In contrast, we are heading to my home town, Chicago, for 4.75 days of family, old friends, and celebrations. BTW, our schedule really is optimized, based on many years of past research, to facilitate family familiarity and closeness, while desperately attempting to avoid the inevitable familial fighting, frustration and frenzy. Several years ago we concluded that the fifth day of any family visit resulted in me sobbing for hours in a corner of my old childhood bedroom and swearing to never return to the Windy City ever again. But f0ur days wasn’t quite enough time to see all of the warring factions of family members who, for whatever reason, can’t manage to be in the same room at the same time. Hence we schedule all trips back east for the carefully calculated 4.75 days.

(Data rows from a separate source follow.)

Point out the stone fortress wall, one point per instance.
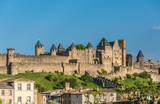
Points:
(110, 56)
(106, 56)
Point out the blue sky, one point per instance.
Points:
(23, 22)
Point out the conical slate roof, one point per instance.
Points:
(53, 46)
(140, 54)
(89, 45)
(73, 45)
(105, 43)
(60, 46)
(39, 43)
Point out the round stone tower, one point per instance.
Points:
(39, 49)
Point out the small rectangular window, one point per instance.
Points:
(2, 92)
(10, 92)
(29, 87)
(19, 100)
(10, 101)
(19, 86)
(3, 101)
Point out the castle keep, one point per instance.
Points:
(108, 56)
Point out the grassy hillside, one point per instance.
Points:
(58, 80)
(141, 79)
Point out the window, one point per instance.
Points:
(19, 100)
(3, 101)
(10, 101)
(2, 92)
(28, 86)
(28, 100)
(111, 94)
(19, 86)
(10, 92)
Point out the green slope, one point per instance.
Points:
(40, 78)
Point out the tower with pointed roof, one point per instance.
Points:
(73, 51)
(39, 48)
(60, 48)
(53, 50)
(91, 56)
(122, 45)
(104, 52)
(140, 59)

The optimist in me is excited about the trip. The realist, leery. I don’t think we ever stop wishing for the perfect family where everyone loves each other unconditionally, would go to the ends of the earth for one another and fights tooth and nail to grab the check first at the end of a meal. Well, one out of three isn’t so bad. And no, I’m not saying which one.
We’ve got a lot planned and the last week or two my kids have been on super-sensitive and whiny mode. It’s been maddening and I’m deeply concerned about how to muddle through the next week. My husband drew up a contract and challenged all of us to sign it. As I’ve said before, he really would’ve made an excellent attorney. For my part, I have to control my tendency to scream like a madwoman and curb my propensity for vulgarity. (It’s ugly, but I believe in full disclosure). The boys contracted not to whine, wail, wallop or whimper during our travel time. They agreed to “go with the flow,” sometimes compromise and do what other family members want to do, and be respectful, kind and warm to everyone they meet (especially adults.) That is also the husband-specific contractual agreement. It will be harder for him than the kids.
The consequences of failure to comply? Only those of us who honor the contract will be included in next month’s family outing to Seattle. We’ve discussed it and honestly have every intention of staying true to this. Zero tolerance. Anyone who breaks the contract stays home with a mean old sitter we’re on the prowl for who makes little boys eat liver and onions and doesn’t believe in chocolate chip cookies. If you know anyone, please forward her resume. I have a sinking suspicion that we’ll be hiring.